Her assessment of the inherent inferiority of screening mammograms every three years compared to annually demonstrates precisely the need for CER: The automatic assumption that more testing means better outcomes. This is actually one of the bigger problems with American medicine, the automatic assumption that doing something, and not just something, but the newest latest most expensive something, is always best. Should the 99 year old patient get the latest greatest pacemaker?
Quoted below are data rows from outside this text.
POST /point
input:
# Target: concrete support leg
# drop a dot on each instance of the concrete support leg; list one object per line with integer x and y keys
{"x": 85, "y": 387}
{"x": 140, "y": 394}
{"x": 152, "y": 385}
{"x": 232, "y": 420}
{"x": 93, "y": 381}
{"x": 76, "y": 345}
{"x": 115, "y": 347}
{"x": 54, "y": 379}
Maybe, but having some CER to help us make intelligent judgments should be lauded, not reflexively ridiculed by the anti-intelligentsia.

Update: a link to this item on my dailykos diary and a lively discussion.

Health Beat: The AMA Would Make Health Care Unaffordable for Many Americans

Health Beat: The AMA Would Make Health Care Unaffordable for Many Americans:

“The American Medical Association has announced its opposition to a public-sector health plan that would compete with private insurers. Why? Because the AMA fears that Medicare E (for everyone) might not pay some specialists as handsomely as private insurers do now.

“Why do private insurers pay more? Because they can pass the cost along to you and I in the form of higher premiums. Medicare E has no one to pass costs on to—except taxpayers. And taxpayers will already be helping to subsidize those who cannot afford insurance.

“Everyone agrees that primary care physicians are underpaid. Democrats in both the House and the Senate propose raising their fees, as does the Medicare Payment Advisory Commission (MedPac)—the group that might take over setting fees for Medicare. Moreover, the House, the Senate, President Obama and MedPac have made it clear that they do not favor the across-the-board-cuts called for under the sustainable growth rate (SGR) formula. Congress has consistently refused to make those cuts and President Obama did not include them in the 2010 budget that he originally sent to Congress. On that score, the AMA has nothing to worry about.

“Protecting Excessive Fees for Some Specialists’ Services

“So what does the AMA fear? That either MedPac or Medicare will trim fees for certain specialists’ services. Keep in mind that Medicare’s fee schedule has traditionally been set –and adjusted on a regular basis, by the RUC– a committee dominated by specialists.( Private insurers then follow that fee schedule, usually paying somewhat more for each service.) I have described this group in the past: They meet behind closed doors. No minutes are kept of their meetings. They rarely suggest lowering fees—even though as technology advances, some services become easier to perform. MedPac has pointed out that a less biased group should be involved in determining fees—perhaps physicians who work on salary, and are not affected by Medicare’s fee schedule.

“There is good reason to suspect that the RUC has over-rated the value of some services.. MedPac has suggested taking a look at particularly lucrative tests or treatments that are being done in large volume. Often, this may mean that patients who don’t need the service are receiving it; if the procedure isn’t necessary, then, by definition, they are being exposed to risks without benefits. And in fact, experience shows that when high fees are trimmed, volume falls, suggesting that rich fees were, in fact, driving overtreatment.”

There is more here about using medicare to “bend the curve,” or reduce over-utilization, improve use of preventive services, as well as a discussion of how a Public Plan might besubsidezed, etc. well worth reading, particularly about subsidization.

I would only add that the title falls a bit short: The AMA, or rather, conservative physicians, are hardly the only group fighting significant change. The Health Insurance industry, despite conciliatroy noise, will be the big guns or long knives as this goes forward. And behind them will be Pharma, other device and equipment manufacturers, probably home health servicers, ambulatory care centers, and, for purely ideological reasons, all conservatives.